阿诗交完院长这段时间的所有费用,走进医院的办公室,询问院长何时才能转到普通病房?
医生道:“目前的情况不好说。”
在昨日,阿诗甚至让徐瑜兮联系了桂城较为出名的心脏专科医生来给院长仔细看过,得到的结论也所差无几。今日再问,无非是一种侥幸心理。

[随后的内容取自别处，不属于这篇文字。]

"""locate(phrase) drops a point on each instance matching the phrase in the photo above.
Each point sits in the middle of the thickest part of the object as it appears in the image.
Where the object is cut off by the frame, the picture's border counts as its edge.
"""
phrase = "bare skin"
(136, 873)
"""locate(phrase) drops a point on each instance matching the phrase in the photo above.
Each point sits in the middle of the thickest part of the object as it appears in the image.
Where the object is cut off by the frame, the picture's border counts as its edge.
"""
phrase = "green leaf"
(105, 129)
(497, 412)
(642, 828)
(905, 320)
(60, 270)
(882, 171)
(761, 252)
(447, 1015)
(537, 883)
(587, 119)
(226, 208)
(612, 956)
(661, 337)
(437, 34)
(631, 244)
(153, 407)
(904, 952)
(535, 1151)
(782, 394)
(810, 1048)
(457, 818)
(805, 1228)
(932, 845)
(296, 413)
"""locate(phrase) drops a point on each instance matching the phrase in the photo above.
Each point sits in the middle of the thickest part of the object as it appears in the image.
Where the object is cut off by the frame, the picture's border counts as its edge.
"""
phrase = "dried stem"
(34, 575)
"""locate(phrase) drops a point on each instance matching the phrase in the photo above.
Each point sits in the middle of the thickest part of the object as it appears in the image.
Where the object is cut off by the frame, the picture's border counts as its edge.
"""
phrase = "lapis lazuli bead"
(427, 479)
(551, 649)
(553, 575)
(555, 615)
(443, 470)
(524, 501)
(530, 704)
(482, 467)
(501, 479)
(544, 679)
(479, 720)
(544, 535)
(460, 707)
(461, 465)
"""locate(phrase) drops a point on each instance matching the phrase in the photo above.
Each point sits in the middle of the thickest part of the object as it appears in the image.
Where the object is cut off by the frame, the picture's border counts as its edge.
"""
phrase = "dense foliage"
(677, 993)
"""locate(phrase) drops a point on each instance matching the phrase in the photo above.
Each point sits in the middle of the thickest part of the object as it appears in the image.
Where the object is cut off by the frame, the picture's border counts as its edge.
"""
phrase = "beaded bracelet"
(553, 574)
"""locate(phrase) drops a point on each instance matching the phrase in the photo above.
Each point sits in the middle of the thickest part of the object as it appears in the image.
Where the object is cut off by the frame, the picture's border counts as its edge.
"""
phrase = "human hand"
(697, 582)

离开医生办公室的脚步拖着沉重,她缓慢的走到重症监护室外面,看着仍旧未有任何好转的院长,在心底又一次坚固了分别的墙。
“我买了点吃的。”宋子衿将自己从医院食堂买来的饭菜递给阿诗。
从早上喝过一杯牛奶之后,忙了一整天,阿诗未在进过食,也确实是饿的。她从宋子衿的手中接过,便坐到旁边的位置上吃了进来。
不好吃。或许是年少吃过太多难以下咽的饭菜,到了成年之后倒变得矫情挑剔了起来。
她吃的很慢,又时不时抬头看下墙上的时间。
宋子衿知道,她是在等楚辞。
“其实,在我看来楚辞不像是会照顾人的人。”他知道楚辞去疗养院看望阿诗的父母。
阿诗挑着饭吃,消磨着等待的时间,不理会宋子衿自以为是的了解。
在他人看来,阿诗对于宋子衿,是真的有点冷漠的近乎于厌恶了。前往医院来看望院长的其他几位,都觉得宋子衿又何必如此不讨好,非要用自己的一腔热情去感化阿诗的无情?毕竟,在他人看来,他的条件是较之于优越之上的优秀。可这事是如人饮水冷暖自知,大家也只是在心里想想,不作口头言说。
阿诗不答话,宋子衿也不好再开口。两人就这么坐在走廊的休息区,有人从他们身边路过,总是仍不免看上一眼,是不友好的沉默氛围。